Design brand Habitat went into administration back in 2011, closing around 70 stores across Europe and the UK, and only keeping its three flagship Central London stores open.
However, since being acquired by the Home Retail Group, which also owns Homebase and Argos, the business has focused all its energies on the UK market and opening smaller store formats. Its UK store total is now around 40 sites.
“We are currently opening a store a week and by the end of the year we will have north of 80 mini stores across the UK,” pledged Dowden, who says that the smaller high street formats, which can vary from 2,000 to 5,500 sq ft, tie into the growing consumer trend towards convenience.
“We think there’s still a real affinity for our brand so it’s about making people realise we’re back and using this campaign to ensure we are the biggest comeback story of 2015.”
To mark the next phase of its turnaround plans, today (April 16) the homeware brand launched the first of two television adverts to reinforce its design credentials. The first features a couple passionately kissing, but a voyeuristic camera instead choosing to focus on their ‘Hendrick’s’ sofa to represent Habitat’ customers greater interest in design.
The playful ‘We all look but only some of us see’ campaign will be followed in September, with the camera – a perceived peeping tom – in the second ad focusing on an Orrico coffee table opposed to the dance moves of a half-naked man. The multimedia campaign will feature on television, in cinemas and be promoted heavily through social media channels.
“I think the TV campaign really hammers home our point of difference and is the logical next step in the resurgence of the brand,” added Downden. “We design 85% of our products in-house, so they’re not available anywhere else, and I think British consumers are ready to invest in something unique again.”
Despite almost going out of business four years ago, Habitat remains 12th of the UK’s 44 biggest general retail brands, according to YouGov’s Brand Index ratings.

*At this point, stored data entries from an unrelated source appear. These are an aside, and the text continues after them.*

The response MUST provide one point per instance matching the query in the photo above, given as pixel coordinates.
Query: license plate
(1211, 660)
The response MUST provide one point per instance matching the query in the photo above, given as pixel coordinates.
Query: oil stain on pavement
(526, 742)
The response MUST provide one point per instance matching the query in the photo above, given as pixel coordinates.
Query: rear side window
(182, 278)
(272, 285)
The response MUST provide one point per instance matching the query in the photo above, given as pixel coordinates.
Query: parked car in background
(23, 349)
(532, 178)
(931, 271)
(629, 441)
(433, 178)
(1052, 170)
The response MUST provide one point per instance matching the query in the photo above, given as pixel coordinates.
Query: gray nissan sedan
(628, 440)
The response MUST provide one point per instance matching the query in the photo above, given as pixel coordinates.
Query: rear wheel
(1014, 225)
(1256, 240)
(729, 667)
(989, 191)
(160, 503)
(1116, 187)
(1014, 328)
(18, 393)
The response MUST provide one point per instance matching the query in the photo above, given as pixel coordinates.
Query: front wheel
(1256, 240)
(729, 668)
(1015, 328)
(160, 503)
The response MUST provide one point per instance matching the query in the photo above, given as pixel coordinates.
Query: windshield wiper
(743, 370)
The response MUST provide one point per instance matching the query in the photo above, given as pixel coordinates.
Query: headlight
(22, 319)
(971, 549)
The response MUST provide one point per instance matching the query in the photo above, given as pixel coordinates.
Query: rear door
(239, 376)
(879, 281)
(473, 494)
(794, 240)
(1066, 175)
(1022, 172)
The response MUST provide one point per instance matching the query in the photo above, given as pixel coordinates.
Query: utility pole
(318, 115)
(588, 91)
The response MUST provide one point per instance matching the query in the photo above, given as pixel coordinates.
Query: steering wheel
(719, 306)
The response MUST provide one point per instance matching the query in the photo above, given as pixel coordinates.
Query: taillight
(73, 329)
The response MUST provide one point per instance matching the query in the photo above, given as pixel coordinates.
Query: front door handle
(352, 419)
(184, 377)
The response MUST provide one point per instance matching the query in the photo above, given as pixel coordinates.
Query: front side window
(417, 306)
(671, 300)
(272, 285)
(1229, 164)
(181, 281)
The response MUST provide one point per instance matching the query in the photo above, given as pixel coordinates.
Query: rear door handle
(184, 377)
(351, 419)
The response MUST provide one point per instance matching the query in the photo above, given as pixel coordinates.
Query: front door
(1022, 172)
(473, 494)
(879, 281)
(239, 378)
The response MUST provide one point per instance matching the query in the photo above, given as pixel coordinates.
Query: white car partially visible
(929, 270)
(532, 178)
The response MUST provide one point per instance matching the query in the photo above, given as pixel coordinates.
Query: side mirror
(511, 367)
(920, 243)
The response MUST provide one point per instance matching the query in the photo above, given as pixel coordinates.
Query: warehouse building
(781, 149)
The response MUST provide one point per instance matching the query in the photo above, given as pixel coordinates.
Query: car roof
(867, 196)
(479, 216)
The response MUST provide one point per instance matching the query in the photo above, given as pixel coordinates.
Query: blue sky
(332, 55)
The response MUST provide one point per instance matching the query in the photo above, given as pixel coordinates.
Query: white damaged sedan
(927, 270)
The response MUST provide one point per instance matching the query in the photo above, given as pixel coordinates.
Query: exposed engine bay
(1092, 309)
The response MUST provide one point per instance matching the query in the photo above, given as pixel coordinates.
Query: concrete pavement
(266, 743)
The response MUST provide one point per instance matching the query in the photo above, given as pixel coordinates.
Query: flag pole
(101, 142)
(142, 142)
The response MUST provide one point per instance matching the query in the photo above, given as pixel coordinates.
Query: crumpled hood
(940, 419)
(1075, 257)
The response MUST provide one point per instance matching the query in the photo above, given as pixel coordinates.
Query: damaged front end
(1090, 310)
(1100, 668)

Over the last year its index score, which is measured by looking at consumer perception of quality, value, reputation and satisfaction, has risen by 1.3 percentage points to 11.7.
Downden also insisted that the business has moved on from past mistakes.
She concluded: “We are opening smaller stores as that’s what the consumer wants and our big investment is in multichannel, and making sure everything from the store layout to the transactional website, which is a significant sales driver, is unified by quality.
You can’t stay still in this retail environment and we don’t see this as a one off investment in [ATL] advertising.”